Haofei Yu

Language Technologies InstituteSchool of Computer ScienceCarnegie Mellon University
5000 Forbes Ave, Pittsburgh, PA 15213
Profile Picture
Taken at Göreme, Cappadocia, Turkey


I am currently in the second year at Carnegie Mellon University, pursuing a Master of Science in Intelligent Information Systems within the Language Technologies Institute of the School of Computer Science.

Before my journey at CMU, I laid my academic foundations at the ChuKochen Honors College of Zhejiang University, where I obtained my Bachelor's degree in Computer Science and Technology (with honors). During my years there, I had the privilege of delving into Natural Language Processing (NLP) research, contributing to natural language processing research at Westlake University and Tencent AI Lab's NLP Center.

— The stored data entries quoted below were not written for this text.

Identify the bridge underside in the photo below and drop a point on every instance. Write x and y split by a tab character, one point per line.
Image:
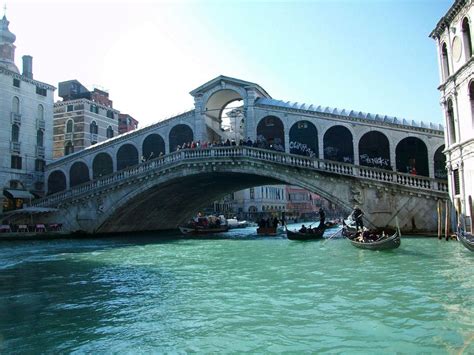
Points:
172	203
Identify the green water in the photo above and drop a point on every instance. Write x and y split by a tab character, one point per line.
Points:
150	294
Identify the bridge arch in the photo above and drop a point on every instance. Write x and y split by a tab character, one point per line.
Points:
374	150
152	146
271	133
102	165
439	160
304	139
78	173
412	156
338	144
180	134
56	182
127	156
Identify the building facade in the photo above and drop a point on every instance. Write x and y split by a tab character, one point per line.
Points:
453	36
83	118
26	113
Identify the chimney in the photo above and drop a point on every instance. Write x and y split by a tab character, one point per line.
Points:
28	66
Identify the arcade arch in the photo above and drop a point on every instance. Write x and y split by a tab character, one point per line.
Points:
374	150
304	139
179	135
271	133
127	156
412	156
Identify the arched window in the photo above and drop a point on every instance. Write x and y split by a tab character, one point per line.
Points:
78	174
471	99
440	164
127	156
374	150
40	112
102	165
412	156
94	129
271	133
15	133
110	132
304	139
153	145
466	38
179	135
444	60
70	126
450	121
338	144
68	148
39	138
16	105
56	182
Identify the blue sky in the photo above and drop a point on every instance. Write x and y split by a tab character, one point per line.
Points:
371	56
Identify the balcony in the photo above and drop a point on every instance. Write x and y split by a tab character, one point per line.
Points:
15	147
15	118
39	151
40	124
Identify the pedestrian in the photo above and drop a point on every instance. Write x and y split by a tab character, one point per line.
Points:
357	217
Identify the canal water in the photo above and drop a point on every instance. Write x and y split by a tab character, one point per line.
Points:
237	292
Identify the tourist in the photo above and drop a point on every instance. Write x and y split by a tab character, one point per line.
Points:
357	217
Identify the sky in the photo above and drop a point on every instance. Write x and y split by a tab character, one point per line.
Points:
365	55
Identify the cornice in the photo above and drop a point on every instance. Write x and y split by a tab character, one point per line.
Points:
25	79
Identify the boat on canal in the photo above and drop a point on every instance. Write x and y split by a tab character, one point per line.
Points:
467	239
205	225
309	234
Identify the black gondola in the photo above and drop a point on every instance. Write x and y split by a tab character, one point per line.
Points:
310	234
466	239
377	242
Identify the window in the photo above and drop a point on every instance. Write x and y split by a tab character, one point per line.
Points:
15	133
41	91
39	138
40	112
110	132
16	162
70	126
456	182
39	165
16	105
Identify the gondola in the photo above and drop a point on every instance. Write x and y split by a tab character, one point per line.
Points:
466	239
315	234
381	242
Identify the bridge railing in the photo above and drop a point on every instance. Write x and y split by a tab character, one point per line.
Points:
415	181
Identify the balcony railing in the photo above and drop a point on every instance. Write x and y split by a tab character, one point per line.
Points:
15	118
15	147
40	151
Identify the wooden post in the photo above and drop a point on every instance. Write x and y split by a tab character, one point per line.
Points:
440	218
471	212
446	222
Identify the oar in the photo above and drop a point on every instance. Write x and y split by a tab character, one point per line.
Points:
340	229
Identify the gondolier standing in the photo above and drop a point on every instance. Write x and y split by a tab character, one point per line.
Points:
357	216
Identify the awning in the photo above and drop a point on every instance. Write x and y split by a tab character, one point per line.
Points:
24	195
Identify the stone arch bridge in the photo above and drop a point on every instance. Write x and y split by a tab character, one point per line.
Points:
162	193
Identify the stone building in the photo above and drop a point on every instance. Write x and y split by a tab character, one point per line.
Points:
453	36
26	114
83	118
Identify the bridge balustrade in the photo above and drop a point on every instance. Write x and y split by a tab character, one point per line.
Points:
153	165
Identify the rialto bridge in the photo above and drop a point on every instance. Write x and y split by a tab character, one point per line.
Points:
142	180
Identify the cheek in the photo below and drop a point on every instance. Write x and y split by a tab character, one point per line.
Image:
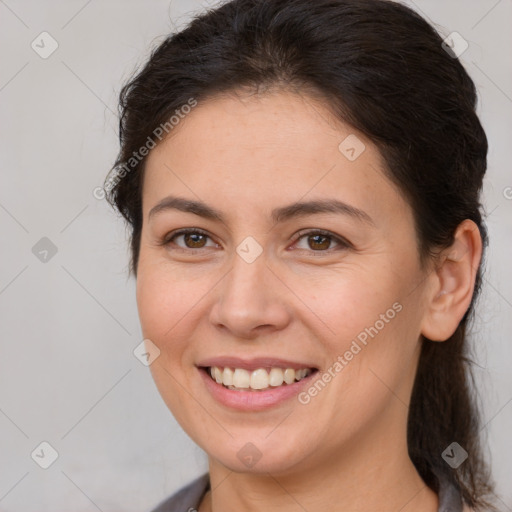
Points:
165	306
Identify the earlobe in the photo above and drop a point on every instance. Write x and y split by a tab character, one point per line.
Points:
453	282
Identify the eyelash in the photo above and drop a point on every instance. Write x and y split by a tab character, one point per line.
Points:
344	244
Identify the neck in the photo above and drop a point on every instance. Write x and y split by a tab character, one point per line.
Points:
374	473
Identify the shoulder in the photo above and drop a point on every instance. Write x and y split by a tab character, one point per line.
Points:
187	498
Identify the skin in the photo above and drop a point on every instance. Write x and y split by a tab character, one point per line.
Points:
245	155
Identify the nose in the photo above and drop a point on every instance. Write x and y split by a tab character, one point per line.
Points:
250	300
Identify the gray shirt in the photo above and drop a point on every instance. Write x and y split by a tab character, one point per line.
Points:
188	498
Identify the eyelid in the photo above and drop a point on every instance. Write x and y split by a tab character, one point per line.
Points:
341	241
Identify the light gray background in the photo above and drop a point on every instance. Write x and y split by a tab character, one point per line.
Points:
69	326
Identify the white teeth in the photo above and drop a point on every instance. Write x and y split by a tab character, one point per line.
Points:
227	377
276	377
241	378
289	375
258	379
217	375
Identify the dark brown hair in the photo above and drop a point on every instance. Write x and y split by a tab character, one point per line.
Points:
382	68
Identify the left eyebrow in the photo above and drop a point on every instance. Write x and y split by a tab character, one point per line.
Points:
284	213
302	209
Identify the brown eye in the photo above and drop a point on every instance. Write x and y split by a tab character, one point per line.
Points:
320	241
192	239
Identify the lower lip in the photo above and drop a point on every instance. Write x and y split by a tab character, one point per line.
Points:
253	400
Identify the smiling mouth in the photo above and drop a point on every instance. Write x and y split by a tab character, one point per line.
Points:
261	379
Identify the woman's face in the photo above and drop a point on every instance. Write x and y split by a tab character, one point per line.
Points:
260	287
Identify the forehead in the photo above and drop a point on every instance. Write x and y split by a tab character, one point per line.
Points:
267	149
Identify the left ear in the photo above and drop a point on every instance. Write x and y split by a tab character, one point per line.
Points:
453	282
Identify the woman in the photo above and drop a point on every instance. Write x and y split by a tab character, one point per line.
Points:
302	180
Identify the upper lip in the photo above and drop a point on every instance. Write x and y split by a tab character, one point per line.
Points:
252	364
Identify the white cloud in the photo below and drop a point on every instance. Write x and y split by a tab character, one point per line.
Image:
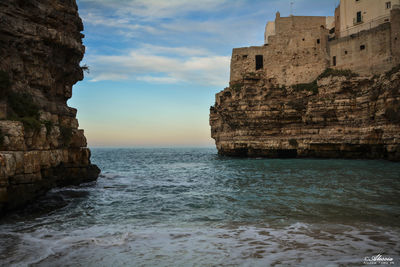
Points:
146	64
154	79
156	9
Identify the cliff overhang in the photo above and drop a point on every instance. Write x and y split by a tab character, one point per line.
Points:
41	145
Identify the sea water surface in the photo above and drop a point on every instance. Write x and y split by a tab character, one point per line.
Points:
191	207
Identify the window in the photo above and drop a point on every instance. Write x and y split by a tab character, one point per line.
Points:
359	17
259	62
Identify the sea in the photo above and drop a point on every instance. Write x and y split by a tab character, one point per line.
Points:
192	207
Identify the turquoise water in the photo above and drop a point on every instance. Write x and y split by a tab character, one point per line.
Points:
191	207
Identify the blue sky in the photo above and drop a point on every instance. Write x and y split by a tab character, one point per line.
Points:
156	65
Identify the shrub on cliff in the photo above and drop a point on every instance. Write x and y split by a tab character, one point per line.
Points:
4	83
392	71
312	87
293	143
23	109
237	87
66	135
392	114
1	138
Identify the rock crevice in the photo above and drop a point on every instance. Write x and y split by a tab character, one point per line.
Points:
41	145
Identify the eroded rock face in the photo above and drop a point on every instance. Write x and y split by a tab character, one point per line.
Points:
40	144
355	117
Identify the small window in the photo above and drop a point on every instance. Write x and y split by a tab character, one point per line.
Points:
359	17
259	62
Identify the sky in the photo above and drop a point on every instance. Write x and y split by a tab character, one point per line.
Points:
156	65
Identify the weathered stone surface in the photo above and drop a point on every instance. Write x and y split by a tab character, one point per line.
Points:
348	118
40	51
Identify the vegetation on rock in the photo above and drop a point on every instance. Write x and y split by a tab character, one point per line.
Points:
66	135
4	83
237	87
23	109
392	113
293	142
49	125
1	138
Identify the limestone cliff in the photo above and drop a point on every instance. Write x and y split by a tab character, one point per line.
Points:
40	144
337	116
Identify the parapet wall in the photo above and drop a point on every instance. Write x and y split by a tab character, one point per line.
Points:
367	52
299	51
296	54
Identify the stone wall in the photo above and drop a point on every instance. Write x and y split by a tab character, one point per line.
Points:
346	117
395	33
40	144
367	52
297	53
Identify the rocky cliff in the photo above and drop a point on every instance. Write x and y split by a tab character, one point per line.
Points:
339	115
40	144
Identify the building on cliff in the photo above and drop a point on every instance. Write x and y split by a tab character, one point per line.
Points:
40	144
318	87
363	37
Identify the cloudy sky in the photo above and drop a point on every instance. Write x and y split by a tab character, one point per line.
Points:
156	65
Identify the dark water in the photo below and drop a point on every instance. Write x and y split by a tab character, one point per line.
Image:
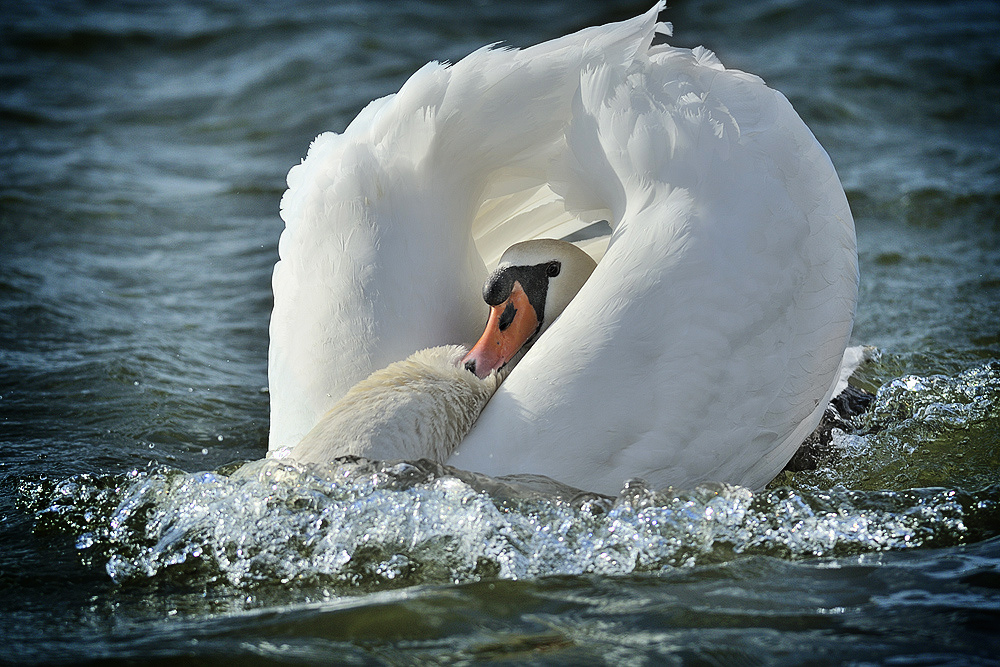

At CMU, my research changing from natural language processing to more interesting and grounded stuff. Instead of doing research on traditional NLP tasks, I studied crafting language agents for better social interaction in negotiation and collaboration scenarios. Additionally, I worked on models that fuse multimodal information and models that generate executable actions like web navigation and code generation.

Moreover, my 2023 summer internship at Apple's Siri Information and Intelligence Team focuses on long-form Web QA to effectively resolve real Siri user queries in industry.

Research Interest

My research enthusiasm lies in applying AI to grounded tasks. My primary goal is to develop a multimodal agent tailored for real-world applications, blending the practical with the magical in technology. To achieve this goal, I identified three main challenges:

Challenge1 Multimodal Fusion
How to allow the agent to fuse heterogeneous data and understand multimodal concepts like sarcasm.

Challenge2 Multimodal Interaction
How to enable the agent to provide feedback, including language and executable action, to the real world interactively.

Challenge3 Memory Management
How to equip the agent with a memory system that adapts to new information while retaining past ones.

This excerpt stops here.